Vladimir Poutine aime la mise en scène. Salle blanche, froide, lumière blafarde. On se croirait presque dans un igloo. Une longue table de marbre blanc. À une extrémité, le président Russe, à l’autre le Président français, qu’il n’est même pas venu accueillir au seuil du Kremlin. Le premier aime à montrer de la proximité avec son peuple ; une froide, voire ironique, distance à l’égard de ses adversaires. Le second a divisé, fragmenté, hystérisé la société française mais aime « papouiller » les grands de ce monde, jusqu’à tutoyer le pape. L’un se pose en chef de guerre prêt à défendre son pré carré. L’autre en doux homme de paix soucieux de sauvegarder son siège. Mais l’image fracasse quelque peu la communication optimiste du Français.

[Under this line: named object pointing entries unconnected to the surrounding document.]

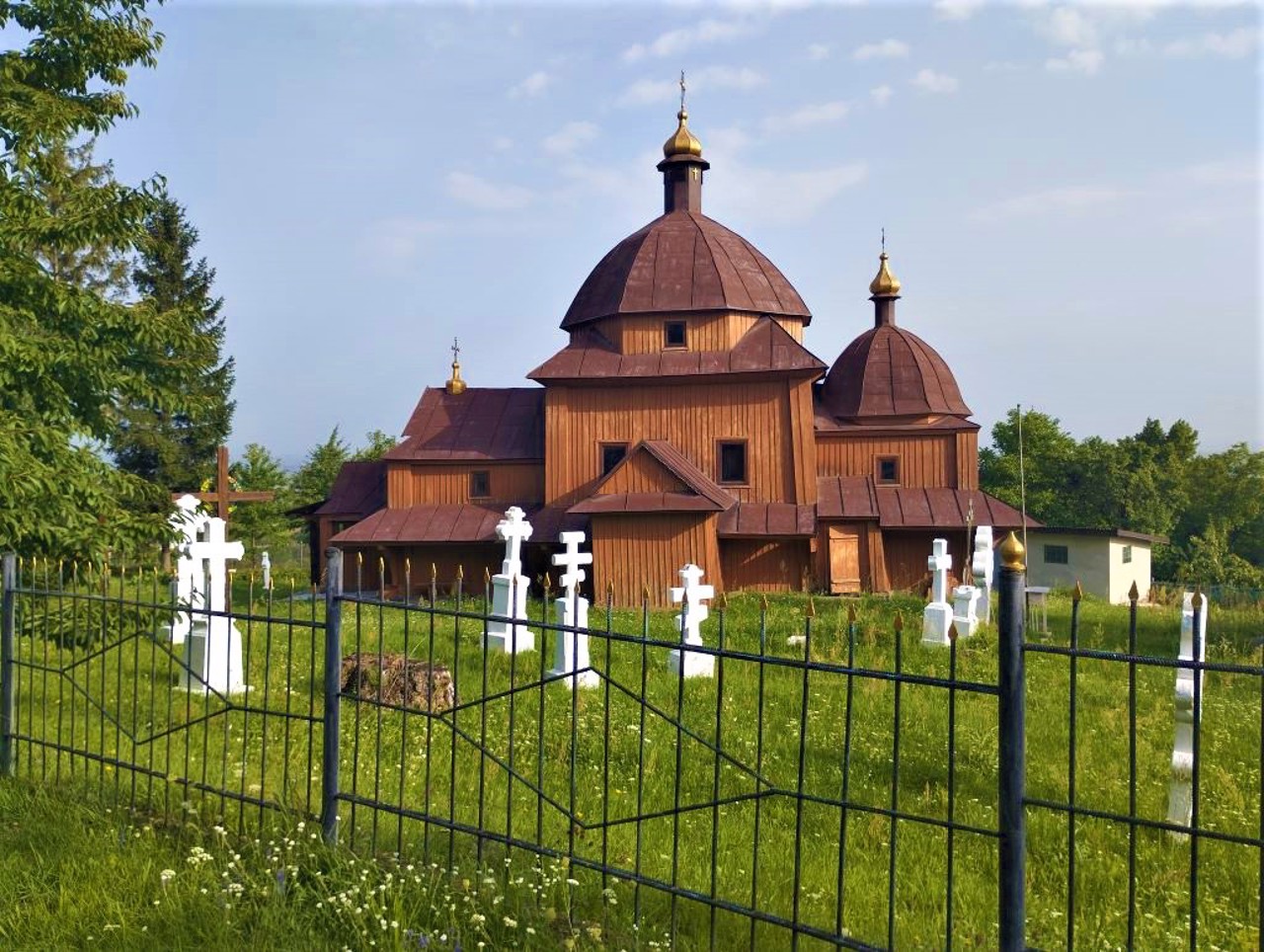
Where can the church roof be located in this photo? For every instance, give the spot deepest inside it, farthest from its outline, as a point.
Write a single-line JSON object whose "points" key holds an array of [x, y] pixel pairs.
{"points": [[766, 347], [682, 262], [890, 372], [475, 424]]}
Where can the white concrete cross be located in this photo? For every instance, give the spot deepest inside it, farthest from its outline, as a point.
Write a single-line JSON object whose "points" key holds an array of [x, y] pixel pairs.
{"points": [[570, 560], [693, 612], [514, 530], [570, 651], [981, 568], [1193, 646], [937, 617]]}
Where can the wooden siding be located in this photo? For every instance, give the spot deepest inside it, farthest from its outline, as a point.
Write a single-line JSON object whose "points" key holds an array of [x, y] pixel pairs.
{"points": [[644, 334], [641, 551], [967, 459], [449, 483], [765, 565], [693, 418], [925, 460]]}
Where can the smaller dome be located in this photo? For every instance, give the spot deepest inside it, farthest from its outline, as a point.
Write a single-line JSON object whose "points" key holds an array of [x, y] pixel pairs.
{"points": [[682, 142], [885, 283], [890, 372]]}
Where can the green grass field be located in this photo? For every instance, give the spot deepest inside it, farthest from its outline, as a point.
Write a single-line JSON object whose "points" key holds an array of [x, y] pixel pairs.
{"points": [[604, 757]]}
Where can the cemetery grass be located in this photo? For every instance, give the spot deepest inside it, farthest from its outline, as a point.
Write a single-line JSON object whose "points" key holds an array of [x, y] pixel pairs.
{"points": [[603, 757]]}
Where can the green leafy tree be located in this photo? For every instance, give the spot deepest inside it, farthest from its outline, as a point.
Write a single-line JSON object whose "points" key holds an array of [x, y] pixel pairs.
{"points": [[177, 449], [378, 443], [262, 526], [71, 355], [315, 478]]}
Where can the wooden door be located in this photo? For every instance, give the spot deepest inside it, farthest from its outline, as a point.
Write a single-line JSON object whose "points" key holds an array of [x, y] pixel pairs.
{"points": [[844, 559]]}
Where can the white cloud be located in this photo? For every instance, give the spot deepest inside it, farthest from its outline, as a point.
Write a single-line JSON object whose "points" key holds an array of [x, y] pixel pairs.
{"points": [[569, 138], [531, 86], [807, 117], [1081, 61], [648, 91], [486, 195], [930, 81], [956, 9], [1228, 45], [886, 49], [679, 40], [1070, 199]]}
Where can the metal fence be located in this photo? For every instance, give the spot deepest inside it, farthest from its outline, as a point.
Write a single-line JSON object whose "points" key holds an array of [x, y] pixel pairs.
{"points": [[834, 784]]}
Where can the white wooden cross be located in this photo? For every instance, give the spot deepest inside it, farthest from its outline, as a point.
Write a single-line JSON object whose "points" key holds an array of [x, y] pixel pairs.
{"points": [[570, 560], [1193, 646], [514, 530], [693, 613]]}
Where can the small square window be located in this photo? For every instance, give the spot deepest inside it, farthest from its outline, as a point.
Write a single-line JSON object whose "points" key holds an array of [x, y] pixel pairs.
{"points": [[732, 463], [612, 454], [889, 470]]}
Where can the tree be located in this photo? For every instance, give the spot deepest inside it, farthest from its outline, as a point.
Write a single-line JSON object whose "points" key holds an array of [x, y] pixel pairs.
{"points": [[315, 478], [261, 524], [71, 353], [177, 450]]}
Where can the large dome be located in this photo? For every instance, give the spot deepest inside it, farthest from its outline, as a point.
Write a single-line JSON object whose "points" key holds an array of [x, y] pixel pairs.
{"points": [[684, 262], [890, 372]]}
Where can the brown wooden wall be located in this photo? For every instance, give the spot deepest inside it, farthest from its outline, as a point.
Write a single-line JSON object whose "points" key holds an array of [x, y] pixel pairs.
{"points": [[642, 550], [928, 460], [693, 418], [449, 483], [636, 334], [765, 565]]}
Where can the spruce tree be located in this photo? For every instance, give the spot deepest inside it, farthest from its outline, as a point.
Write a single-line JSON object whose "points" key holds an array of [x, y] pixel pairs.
{"points": [[177, 450]]}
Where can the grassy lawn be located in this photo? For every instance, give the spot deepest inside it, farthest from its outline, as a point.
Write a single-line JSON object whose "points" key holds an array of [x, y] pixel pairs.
{"points": [[574, 772]]}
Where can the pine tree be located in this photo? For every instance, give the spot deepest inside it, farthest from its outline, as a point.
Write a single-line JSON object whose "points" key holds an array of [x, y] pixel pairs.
{"points": [[177, 450]]}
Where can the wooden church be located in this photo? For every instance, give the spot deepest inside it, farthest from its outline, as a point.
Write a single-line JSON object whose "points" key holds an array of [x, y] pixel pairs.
{"points": [[684, 421]]}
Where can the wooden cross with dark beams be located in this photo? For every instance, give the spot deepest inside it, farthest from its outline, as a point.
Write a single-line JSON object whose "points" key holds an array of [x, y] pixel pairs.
{"points": [[222, 496]]}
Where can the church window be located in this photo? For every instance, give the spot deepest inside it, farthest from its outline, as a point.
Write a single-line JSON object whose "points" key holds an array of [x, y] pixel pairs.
{"points": [[732, 461], [612, 454], [888, 470]]}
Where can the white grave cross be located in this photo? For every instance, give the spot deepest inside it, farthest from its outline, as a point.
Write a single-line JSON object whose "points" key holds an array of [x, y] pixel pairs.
{"points": [[1193, 646], [693, 612], [937, 617], [570, 655]]}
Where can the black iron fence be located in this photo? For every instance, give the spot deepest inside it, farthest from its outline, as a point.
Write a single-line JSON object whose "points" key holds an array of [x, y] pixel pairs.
{"points": [[833, 784]]}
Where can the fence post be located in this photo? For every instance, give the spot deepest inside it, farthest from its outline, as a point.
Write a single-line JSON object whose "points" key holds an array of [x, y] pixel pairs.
{"points": [[1011, 617], [333, 688], [7, 660]]}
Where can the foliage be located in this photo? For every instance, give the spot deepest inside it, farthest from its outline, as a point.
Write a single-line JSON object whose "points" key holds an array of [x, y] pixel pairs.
{"points": [[261, 524], [315, 478], [70, 355], [177, 450], [1211, 508]]}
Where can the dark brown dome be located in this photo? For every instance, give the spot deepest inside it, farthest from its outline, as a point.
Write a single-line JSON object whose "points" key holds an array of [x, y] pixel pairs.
{"points": [[684, 262], [889, 372]]}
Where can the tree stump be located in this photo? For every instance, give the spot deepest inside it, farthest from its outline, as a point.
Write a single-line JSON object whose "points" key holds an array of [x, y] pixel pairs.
{"points": [[391, 677]]}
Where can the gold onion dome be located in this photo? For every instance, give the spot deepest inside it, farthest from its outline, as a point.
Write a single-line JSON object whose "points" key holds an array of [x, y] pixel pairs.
{"points": [[885, 283], [682, 142]]}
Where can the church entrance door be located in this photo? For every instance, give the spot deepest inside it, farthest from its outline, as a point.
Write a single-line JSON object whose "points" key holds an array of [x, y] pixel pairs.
{"points": [[844, 559]]}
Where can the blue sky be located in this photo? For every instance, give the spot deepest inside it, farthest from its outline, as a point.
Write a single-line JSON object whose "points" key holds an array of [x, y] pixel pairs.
{"points": [[1070, 193]]}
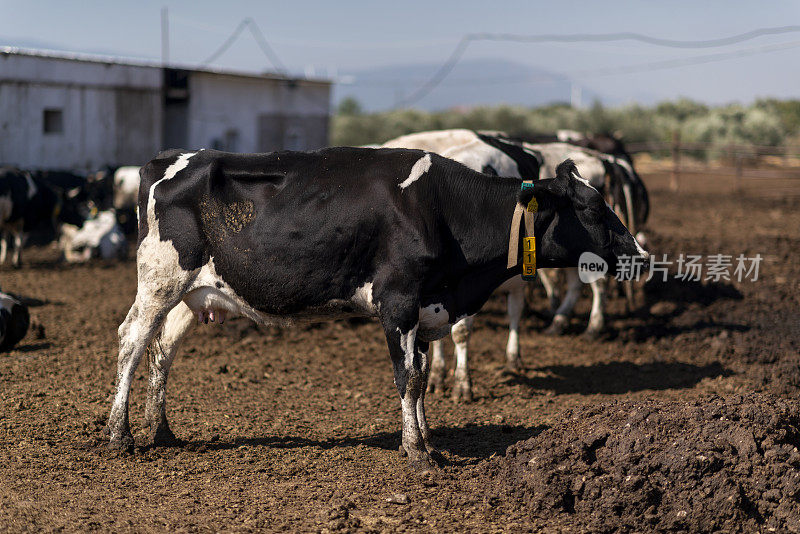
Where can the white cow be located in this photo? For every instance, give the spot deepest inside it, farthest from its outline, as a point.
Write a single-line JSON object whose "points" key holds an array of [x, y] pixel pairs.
{"points": [[126, 187], [100, 237]]}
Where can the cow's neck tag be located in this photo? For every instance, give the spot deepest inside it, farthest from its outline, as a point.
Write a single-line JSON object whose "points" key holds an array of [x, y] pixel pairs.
{"points": [[523, 217]]}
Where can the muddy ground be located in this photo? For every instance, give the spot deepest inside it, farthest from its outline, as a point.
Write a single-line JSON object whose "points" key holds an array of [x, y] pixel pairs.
{"points": [[298, 429]]}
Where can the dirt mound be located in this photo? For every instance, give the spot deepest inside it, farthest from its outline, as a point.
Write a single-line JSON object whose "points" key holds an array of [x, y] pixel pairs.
{"points": [[726, 464]]}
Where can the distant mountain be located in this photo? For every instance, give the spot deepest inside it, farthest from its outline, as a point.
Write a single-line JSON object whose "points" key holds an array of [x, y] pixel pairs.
{"points": [[471, 83]]}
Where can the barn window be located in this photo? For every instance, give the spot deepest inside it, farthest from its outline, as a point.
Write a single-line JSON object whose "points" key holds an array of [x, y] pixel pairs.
{"points": [[53, 121]]}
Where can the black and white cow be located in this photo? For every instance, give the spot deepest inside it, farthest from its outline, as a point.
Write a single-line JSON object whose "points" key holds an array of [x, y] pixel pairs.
{"points": [[497, 154], [415, 239], [26, 204], [14, 321], [100, 237]]}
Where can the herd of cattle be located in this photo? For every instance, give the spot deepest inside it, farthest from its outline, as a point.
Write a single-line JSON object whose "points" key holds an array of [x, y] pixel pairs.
{"points": [[415, 233]]}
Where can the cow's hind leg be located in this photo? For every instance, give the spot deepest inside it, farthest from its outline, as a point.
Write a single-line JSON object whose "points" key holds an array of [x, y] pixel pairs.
{"points": [[16, 258], [462, 383], [3, 247], [160, 357], [438, 367], [143, 321], [410, 377]]}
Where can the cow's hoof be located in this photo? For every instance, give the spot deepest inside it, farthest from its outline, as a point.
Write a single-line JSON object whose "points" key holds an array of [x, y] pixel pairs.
{"points": [[124, 442], [436, 385], [163, 437], [462, 393], [555, 302], [422, 461], [558, 326], [437, 456], [591, 334], [513, 364]]}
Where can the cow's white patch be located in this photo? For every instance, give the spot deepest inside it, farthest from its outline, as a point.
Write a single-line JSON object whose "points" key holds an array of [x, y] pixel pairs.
{"points": [[566, 136], [433, 316], [6, 207], [420, 167], [582, 180], [157, 260], [31, 186], [205, 295], [477, 155], [408, 343], [362, 298], [126, 187], [177, 166], [639, 248]]}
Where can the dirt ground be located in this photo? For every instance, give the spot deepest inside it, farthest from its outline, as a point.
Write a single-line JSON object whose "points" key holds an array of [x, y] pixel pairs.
{"points": [[681, 417]]}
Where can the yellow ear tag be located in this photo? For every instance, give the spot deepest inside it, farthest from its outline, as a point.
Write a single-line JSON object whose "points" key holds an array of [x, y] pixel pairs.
{"points": [[528, 258]]}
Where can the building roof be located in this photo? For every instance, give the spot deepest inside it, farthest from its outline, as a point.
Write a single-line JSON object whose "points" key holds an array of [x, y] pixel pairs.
{"points": [[139, 62]]}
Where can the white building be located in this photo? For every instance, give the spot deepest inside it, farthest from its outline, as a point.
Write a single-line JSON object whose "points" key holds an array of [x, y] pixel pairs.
{"points": [[65, 111]]}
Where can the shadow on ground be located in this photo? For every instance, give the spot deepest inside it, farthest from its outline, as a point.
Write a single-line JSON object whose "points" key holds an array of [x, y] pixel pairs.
{"points": [[616, 378]]}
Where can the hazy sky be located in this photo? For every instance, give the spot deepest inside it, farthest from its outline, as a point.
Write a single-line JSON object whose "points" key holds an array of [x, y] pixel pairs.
{"points": [[340, 37]]}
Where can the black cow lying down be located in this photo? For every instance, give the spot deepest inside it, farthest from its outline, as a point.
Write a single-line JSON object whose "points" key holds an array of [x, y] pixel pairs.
{"points": [[417, 240]]}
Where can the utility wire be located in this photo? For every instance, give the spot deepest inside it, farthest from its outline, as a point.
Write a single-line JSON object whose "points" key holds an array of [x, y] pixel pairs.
{"points": [[448, 66], [261, 41]]}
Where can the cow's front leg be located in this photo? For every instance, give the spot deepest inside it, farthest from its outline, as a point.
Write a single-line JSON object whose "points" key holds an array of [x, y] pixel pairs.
{"points": [[462, 383], [561, 319], [16, 258], [411, 376], [140, 327], [597, 316], [548, 278], [516, 305], [160, 357], [438, 367], [3, 247]]}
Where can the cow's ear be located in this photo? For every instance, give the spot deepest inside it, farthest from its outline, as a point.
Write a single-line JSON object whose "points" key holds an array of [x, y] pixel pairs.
{"points": [[539, 190], [562, 185]]}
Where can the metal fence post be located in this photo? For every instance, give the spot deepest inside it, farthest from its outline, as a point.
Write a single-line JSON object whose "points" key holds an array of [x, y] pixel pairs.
{"points": [[676, 160]]}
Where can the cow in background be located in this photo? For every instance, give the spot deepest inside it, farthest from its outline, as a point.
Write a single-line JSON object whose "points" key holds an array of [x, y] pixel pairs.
{"points": [[99, 237], [14, 321], [116, 188]]}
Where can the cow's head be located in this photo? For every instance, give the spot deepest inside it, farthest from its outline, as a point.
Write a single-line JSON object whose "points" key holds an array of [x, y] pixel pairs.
{"points": [[573, 218]]}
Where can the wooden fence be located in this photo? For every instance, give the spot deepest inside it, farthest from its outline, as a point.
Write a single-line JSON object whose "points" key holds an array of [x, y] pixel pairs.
{"points": [[755, 169]]}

Derrière le ballet diplomatique entre Moscou et Kiev, Berlin et Washington, Bruxelles et l’OTAN, se cache l’invraisemblable fiasco de la politique européenne, et américaine, à l’égard de la Russie.

Lorsque Gorbatchev accepta le démantèlement du rideau de fer et le retrait des forces soviétiques d’Allemagne et d’Europe centrale, ce fut contre la promesse, purement verbale, du président Bush que l’OTAN ne s’étendrait pas jusqu’aux frontières de la Russie. Verba volant, scripta manent. On sait ce qu’il en fut.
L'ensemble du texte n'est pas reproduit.